I can reproduce your results and DDP is indeed faster than DP in this case.
I will debug my code shortly and post here the outcome if the problem still persists or otherwise the solution that fixed the issue.

1 Like

@mrshenli so i debugged the code and found one bug that i was not returning the wrapped model to my parent function.
so after these changes DDP and DP take similar time ~ 1.6 seconds per iteration but still DDP is not faster than DP in my case.

.....
if config.distributed_training.enable:
     logging.info(f"spawning multiprocesses with {config.distributed_training.num_gpus} gpus")
     multiprocessing.spawn(  # type: ignore
           _train_model,
           nprocs=config.distributed_training.num_gpus,
           args=(pretrained_model, config, train_dataset, output_dir),
      )

def _train_model(
    gpu_index: int, pretrained_model: str, config: CfgNode, train_dataset: Dataset, output_dir: Path
) -> nn.Module:  **# this was returning None before**
    train_sampler = None
    world_size = _get_world_size(config)
    local_rank = gpu_index
    device = None
    if config.distributed_training.enable:
        local_rank = _setup_distributed_process(gpu_index, world_size, config)
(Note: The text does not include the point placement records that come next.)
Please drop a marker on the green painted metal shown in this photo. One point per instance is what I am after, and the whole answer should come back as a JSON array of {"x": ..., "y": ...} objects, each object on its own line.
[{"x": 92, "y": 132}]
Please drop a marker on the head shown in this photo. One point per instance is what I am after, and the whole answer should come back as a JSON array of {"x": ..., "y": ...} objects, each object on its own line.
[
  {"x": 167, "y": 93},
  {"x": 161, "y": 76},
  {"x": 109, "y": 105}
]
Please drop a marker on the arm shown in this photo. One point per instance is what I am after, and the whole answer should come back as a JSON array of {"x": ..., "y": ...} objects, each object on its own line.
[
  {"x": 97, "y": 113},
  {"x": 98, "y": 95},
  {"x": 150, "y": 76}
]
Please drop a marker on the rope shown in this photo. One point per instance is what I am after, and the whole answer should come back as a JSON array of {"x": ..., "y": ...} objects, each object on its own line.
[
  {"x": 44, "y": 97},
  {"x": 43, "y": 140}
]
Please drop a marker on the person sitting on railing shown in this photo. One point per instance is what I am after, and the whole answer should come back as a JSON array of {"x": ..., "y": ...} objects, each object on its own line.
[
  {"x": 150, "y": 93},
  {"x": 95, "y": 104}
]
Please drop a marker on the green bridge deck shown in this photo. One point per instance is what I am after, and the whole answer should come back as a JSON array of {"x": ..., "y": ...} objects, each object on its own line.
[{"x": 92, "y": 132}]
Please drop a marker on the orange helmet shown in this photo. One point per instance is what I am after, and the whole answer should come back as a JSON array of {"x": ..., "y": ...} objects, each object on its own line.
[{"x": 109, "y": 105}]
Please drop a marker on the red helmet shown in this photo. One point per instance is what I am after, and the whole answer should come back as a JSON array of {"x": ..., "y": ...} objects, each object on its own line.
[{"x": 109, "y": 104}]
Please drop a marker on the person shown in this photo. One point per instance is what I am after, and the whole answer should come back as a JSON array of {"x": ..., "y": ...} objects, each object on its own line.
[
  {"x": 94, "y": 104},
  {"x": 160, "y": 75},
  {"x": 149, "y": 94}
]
        train_sampler = torch.utils.data.DistributedSampler(
            train_dataset, num_replicas=world_size, rank=local_rank
        )
        device = torch.device(local_rank)
    else:
        device = torch.device("cuda")

    model = MyModel(config) 
    model = _transfer_model_to_device(model, local_rank, gpu_index, config) # **now i assing to the model** 
    dataloader = _initialize_data_loader(train_dataset, config, train_sampler)
    _execute_training(config, device, model, train_sampler, dataloader, output_dir)

def _execute_training(
    config: CfgNode,
    device: torch.device,
    model: nn.Module,
    train_sampler: Optional[torch.utils.data.DistributedSampler],
    dataloader: DataLoader,
    output_dir: Path,
) -> None:
    network_config = config.network_config
    loss_combiner = MultiTaskLoss(num_tasks=2).to(device)
    trainable_params_model = list(filter(lambda p: p.requires_grad, model.parameters()))
    trainable_params = trainable_params_model + list(loss_combiner.parameters())
    optimizer = optim.Adam(
        trainable_params, lr=network_config.learning_rate, betas=(0.9, 0.99), weight_decay=0.001
    )
    logging.info(f"logging to tensorboard at {DEFAULT_TENSORBOARD_LOG_LOCATION}")
    with SummaryWriter(DEFAULT_TENSORBOARD_LOG_LOCATION) as summary_writer:  # type: ignore
        for epoch_idx in range(config.network_config.epochs):
            if config.distributed_training.enable and train_sampler is not None:
                train_sampler.set_epoch(epoch_idx)
            logging.info(f"starting epoch {epoch_idx}")
            _adjust_learning_rate(optimizer, epoch_idx, network_config.learning_rate, network_config.lrepochs)
             #**This is the entry point to the rest of the agnostic code that is same for both DP and DDP**
            _train_batches(
                epoch_idx, dataloader, model, optimizer, device, config, loss_combiner, summary_writer
            )


def _initialize_data_loader(
    train_dataset: Dataset, config: CfgNode, train_sampler: Optional[torch.utils.data.DistributedSampler]
) -> DataLoader:
    network_config = config.network_config
    dataloader = DataLoader(
        train_dataset,
        network_config.batch_size,
        collate_fn=custom_collate,
        shuffle=network_config.training_data_shuffle,
        num_workers=network_config.data_loader_num_workers,
        drop_last=network_config.drop_last_training_sample,
        pin_memory=network_config.data_loader_pin_memory,
        sampler=train_sampler,
    )
    return dataloader

Does your model use any buffers? You can check that by running list(mode.buffers()).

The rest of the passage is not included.